Glacier lakes swollen by global warming threaten millions
Glacier lakes swollen by global warming threaten millions / Photo: © AFP/File

Glacier lakes swollen by global warming threaten millions

Violent flooding from glacier lakes formed or enlarged by climate change threatens at least 15 million people worldwide, most of them in four countries, researchers said Tuesday.

Text size:

More than nine million people across so-called High Mountain Asia live in the path of potential glacial lake outburst floods, including five million in northern India and Pakistan, they reported in Nature Communications.

China and Peru are also especially exposed to the danger of abrupt flooding from melting glaciers, according to the study, the first global assessment of areas most at risk.

The volume of lakes formed as glaciers worldwide disintegrate due to global warming has jumped by 50 percent in 30 years, according to a 2020 study based on satellite data.

Earth's average surface temperature has risen nearly 1.2 degrees Celsius since preindustrial times, but high-mountain regions around the world have warmed at twice that pace.

Glacier lakes are particularly unstable because they are most often dammed by ice or sediment composed of loose rock and debris. When accumulating water bursts through these accidental barriers, massive flooding can occur downstream.

This kind of flooding has been responsible for thousands of deaths in the last century, as well as the destruction of communities, infrastructure and livestock.

"It's not the areas with the largest number or most rapidly growing lakes that are most dangerous," said lead author Caroline Taylor, a doctoral student at Newcastle University in England.

"Instead, it is the number of people, their proximity to a glacial lake, and, importantly, their ability to cope with a flood that determines the potential danger," she explained.

Thousands of people, for example, have been killed by glacier lake outburst floods in High Mountain Asia but only a handful in North America's Pacific Northwest, even though that region has twice as many glacial lakes.

To carry out the study, Taylor and her colleagues compared three sets of data: the number and condition of lakes fed by melt-water, the number of people living within 50 kilometres of a glacial lake basin, and how prepared communities are to cope with disaster should it arrive.

Some 90 million people across 30 countries live in 1,089 glacial lake basins, they found. 15 million of them reside within one kilometre of the track an outburst flood would take.

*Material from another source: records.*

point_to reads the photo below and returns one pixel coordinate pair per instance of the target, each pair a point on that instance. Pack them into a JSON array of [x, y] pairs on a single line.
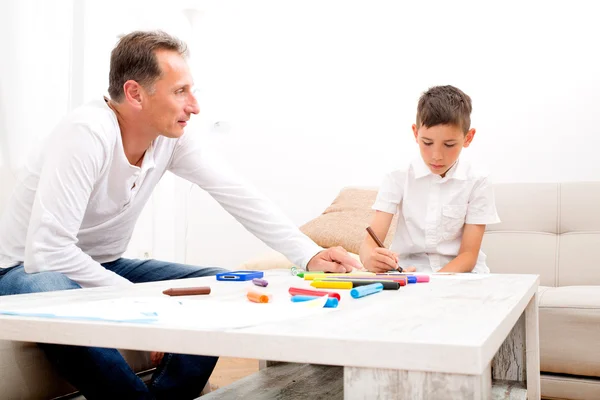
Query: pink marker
[[260, 282]]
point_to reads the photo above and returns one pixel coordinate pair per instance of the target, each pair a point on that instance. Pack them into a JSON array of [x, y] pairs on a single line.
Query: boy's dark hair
[[444, 105], [134, 58]]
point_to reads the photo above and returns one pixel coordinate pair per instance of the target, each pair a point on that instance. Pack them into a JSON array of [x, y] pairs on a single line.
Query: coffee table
[[429, 340]]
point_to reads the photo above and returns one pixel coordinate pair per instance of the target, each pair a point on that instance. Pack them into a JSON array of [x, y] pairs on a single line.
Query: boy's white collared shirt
[[432, 212]]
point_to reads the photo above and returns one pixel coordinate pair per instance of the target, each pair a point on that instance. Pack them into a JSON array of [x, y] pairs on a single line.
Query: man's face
[[441, 145], [170, 101]]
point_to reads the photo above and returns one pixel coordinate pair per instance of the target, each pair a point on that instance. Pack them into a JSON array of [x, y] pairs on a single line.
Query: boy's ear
[[416, 132], [469, 137]]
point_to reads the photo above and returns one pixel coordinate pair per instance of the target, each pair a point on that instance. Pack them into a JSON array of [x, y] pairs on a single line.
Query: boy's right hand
[[381, 260]]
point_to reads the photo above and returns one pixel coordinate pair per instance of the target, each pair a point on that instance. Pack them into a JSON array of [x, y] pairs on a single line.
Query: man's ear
[[133, 93], [469, 137]]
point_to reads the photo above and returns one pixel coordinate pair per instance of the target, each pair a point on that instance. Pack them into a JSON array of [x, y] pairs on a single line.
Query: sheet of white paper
[[205, 313]]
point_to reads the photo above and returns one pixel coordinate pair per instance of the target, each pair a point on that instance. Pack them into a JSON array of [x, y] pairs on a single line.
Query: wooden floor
[[229, 370]]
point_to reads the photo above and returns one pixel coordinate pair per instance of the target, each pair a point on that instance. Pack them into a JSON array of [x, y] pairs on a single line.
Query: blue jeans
[[100, 373]]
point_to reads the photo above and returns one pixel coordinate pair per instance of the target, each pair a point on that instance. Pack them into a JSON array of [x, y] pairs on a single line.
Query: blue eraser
[[239, 275], [366, 290]]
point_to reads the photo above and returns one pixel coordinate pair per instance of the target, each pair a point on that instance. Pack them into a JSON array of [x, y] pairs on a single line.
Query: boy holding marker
[[443, 203]]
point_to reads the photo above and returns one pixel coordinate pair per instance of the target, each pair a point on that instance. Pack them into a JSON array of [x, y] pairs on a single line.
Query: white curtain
[[34, 73]]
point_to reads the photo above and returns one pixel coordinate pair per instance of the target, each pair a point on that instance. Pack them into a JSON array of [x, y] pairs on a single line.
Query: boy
[[443, 203]]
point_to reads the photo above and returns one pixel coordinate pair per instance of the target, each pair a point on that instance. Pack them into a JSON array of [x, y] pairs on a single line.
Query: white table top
[[453, 324]]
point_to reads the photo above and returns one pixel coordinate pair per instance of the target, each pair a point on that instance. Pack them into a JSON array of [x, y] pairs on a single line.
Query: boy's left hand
[[334, 259]]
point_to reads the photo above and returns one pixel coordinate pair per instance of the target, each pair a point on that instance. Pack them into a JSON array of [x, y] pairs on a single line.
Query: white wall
[[316, 95], [35, 48]]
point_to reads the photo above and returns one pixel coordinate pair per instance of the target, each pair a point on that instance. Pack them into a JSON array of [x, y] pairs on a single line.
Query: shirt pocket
[[453, 221]]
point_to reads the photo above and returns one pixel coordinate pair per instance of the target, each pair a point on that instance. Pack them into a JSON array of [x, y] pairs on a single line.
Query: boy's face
[[441, 145]]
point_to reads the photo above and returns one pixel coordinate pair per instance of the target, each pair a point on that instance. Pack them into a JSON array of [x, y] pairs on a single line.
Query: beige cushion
[[579, 245], [569, 330], [343, 223]]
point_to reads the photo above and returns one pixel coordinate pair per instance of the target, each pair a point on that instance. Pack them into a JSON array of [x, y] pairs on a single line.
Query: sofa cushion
[[343, 223], [569, 328], [273, 260]]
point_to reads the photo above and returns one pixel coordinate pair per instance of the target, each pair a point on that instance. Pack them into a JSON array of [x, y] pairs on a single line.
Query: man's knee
[[18, 281]]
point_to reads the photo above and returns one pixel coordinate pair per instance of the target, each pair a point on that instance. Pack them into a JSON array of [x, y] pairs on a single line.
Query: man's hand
[[334, 259], [156, 357], [381, 260]]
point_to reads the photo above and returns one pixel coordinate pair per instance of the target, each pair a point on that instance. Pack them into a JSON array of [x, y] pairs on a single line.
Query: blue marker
[[366, 290], [331, 302]]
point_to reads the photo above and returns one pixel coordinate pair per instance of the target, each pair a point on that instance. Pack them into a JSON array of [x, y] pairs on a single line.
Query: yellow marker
[[309, 277], [331, 285]]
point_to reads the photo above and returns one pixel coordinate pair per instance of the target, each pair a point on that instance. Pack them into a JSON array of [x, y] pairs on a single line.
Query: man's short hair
[[444, 105], [134, 58]]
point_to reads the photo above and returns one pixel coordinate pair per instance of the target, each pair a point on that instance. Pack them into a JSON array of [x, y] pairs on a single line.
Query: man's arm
[[253, 210], [73, 162]]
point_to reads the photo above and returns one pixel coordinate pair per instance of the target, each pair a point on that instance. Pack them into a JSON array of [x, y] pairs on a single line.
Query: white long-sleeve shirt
[[432, 212], [78, 198]]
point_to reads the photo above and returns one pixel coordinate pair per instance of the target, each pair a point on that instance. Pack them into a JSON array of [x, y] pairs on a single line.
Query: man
[[76, 204]]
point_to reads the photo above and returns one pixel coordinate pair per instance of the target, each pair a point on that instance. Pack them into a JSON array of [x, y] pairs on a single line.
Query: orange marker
[[258, 297]]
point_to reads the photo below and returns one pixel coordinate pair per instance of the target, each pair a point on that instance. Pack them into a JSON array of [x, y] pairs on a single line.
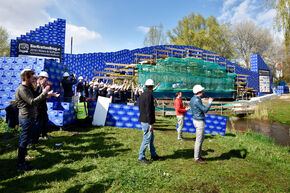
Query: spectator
[[67, 84], [27, 105]]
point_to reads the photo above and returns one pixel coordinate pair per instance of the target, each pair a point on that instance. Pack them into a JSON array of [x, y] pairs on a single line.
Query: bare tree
[[249, 39], [155, 36], [4, 43]]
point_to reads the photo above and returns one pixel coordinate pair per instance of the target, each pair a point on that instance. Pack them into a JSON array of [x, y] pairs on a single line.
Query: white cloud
[[21, 16], [80, 35], [143, 29]]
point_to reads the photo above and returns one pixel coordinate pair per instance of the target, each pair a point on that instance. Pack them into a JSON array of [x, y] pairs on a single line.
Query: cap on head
[[149, 82], [43, 74], [26, 70], [197, 88], [66, 74]]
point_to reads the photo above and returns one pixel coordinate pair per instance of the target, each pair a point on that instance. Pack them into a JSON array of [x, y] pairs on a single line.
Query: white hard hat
[[65, 74], [43, 74], [197, 88], [149, 82], [26, 70]]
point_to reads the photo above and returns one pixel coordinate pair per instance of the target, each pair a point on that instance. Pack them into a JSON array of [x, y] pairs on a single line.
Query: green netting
[[181, 74]]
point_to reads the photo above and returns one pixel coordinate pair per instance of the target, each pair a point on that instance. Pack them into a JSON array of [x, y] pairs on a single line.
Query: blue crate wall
[[126, 116], [52, 33], [10, 68]]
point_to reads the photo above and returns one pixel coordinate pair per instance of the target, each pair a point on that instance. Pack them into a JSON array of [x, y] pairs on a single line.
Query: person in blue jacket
[[198, 115]]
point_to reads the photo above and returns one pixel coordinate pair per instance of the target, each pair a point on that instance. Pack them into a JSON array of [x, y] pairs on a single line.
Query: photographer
[[67, 84]]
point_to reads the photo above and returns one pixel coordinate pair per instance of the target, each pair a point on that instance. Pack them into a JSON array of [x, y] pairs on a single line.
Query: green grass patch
[[104, 159]]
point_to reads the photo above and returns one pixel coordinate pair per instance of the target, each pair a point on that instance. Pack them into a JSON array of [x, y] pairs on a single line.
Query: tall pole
[[71, 43]]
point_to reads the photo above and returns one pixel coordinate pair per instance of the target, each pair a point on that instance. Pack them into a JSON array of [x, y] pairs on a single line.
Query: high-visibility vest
[[82, 110]]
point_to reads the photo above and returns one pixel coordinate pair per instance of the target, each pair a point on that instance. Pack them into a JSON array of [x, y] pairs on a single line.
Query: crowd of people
[[91, 90], [32, 94]]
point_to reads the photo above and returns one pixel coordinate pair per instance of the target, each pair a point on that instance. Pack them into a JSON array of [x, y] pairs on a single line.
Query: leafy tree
[[4, 44], [205, 33], [155, 36], [249, 39], [282, 17]]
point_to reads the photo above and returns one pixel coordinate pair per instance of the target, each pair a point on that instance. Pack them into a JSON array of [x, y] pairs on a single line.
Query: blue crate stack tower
[[53, 33]]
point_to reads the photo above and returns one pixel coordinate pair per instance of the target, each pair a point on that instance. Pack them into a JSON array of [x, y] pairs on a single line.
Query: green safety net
[[181, 74]]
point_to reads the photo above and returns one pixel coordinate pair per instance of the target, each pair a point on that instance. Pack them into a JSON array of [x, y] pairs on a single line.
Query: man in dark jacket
[[147, 119], [67, 84], [27, 105]]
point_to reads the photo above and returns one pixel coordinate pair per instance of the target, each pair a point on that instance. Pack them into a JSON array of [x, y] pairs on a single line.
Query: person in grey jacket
[[198, 115], [27, 105]]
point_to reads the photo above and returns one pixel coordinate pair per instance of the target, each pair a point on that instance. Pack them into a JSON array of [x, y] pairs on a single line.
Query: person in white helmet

- Exposure vs. vulnerability -

Pakistan is home to more than 7,000 glaciers in the spectacular Himalaya, Hindu Kush and Karakoram mountain ranges, more than anywhere else on Earth outside the poles.

Last summer, on the heels of a two-month heat wave and during sustained rains that followed, raging torrents from melting glaciers in northern Pakistan ripped up thousands of kilometres of roads and railway tracks, destroyed bridges, and washed away entire villages.

In Peru, a 41-year-old farmer who lives in mountains near the city of Huaraz has filed suit against the German firm RWE, saying its greenhouse gas emissions are partly responsible for the melting of nearby glaciers.

Last year a delegation of German judges visited the region to determine what risk the expanding lake below the Palcacocha glacier poses to city of Huaraz and its 120,000 inhabitants.

Half of the Earth's 215,000 glaciers and a quarter of their mass will melt away by the end of the century even if global warming can be capped at 1.5 degrees Celsius, the ambitious Paris Agreement target that many scientists now say is beyond reach, a recent study found.

Over the past century, a third of global sea-level rises came from glacier melt, according to earlier research.